By PAUL EASTON and MICHAEL FIELD
AN FBI agent working in Hamilton helped police hunt down an 18-year-old suspected of heading a global cyber gang that attacked more than one million computers.
The youth, who used the name Akill, was questioned by Hamilton police after an international sting involving the American FBI, Secret Service and New Zealand police.
Akill is alleged to be the ringleader of a sophisticated botnet gang called the A-Team, comprising people from the United States and overseas.
"Botnet" is jargon for a collection of computers infected to act as robots or "bots" and used to commit crimes.
Under the FBI's operation Bot Roast II, eight people have been arrested for botnet activity.
Investigators suspect the gang was responsible for more than $20US million ($26NZ million) in costs after attacking 1.3 million computers worldwide.
Waikato crime services manager Detective Inspector Peter Devoy said the Hamilton youth cooperated with police. He could not say if the youth would be arrested, but no other New Zealanders were suspected of involvement.
Akill is suspected of designing a virus undetectable to anti-virus software.
"This program was viewed by the FBI as being very sophisticated malware."
An FBI agent was in New Zealand helping with the investigation, Mr Devoy said.
"It's a new area of crime and we are learning as we go, so he's been very useful."
Police searched a Waikato house, seizing computer equipment. They also searched two properties in Northland and Canterbury where people were thought to be victims of cyber attacks.

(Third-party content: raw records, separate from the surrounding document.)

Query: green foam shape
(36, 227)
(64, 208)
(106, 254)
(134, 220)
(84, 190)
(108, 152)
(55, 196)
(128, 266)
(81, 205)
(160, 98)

Akill and a US cohort were suspected of a February 2006 attack on Philadelphia University that denied computer access to 4000 people.
New Zealand police electronic crime laboratory manager Maarten Kleinjtes said botnetters could gather credit card or banking details, steal information, send spam or extort money.
Botnetting was a growing problem, but cyber criminals should be aware that they were not immune from detection.
"There is a misconception that somehow you are anonymous in the Internet, but that's not true."
Computer security expert John Martin said the case showed the importance of firewalls and virus- detection software. Hacking was getting more common and sophisticated, he said.
In one test, an unprotected computer hooked up to the Net was attacked within 20 seconds.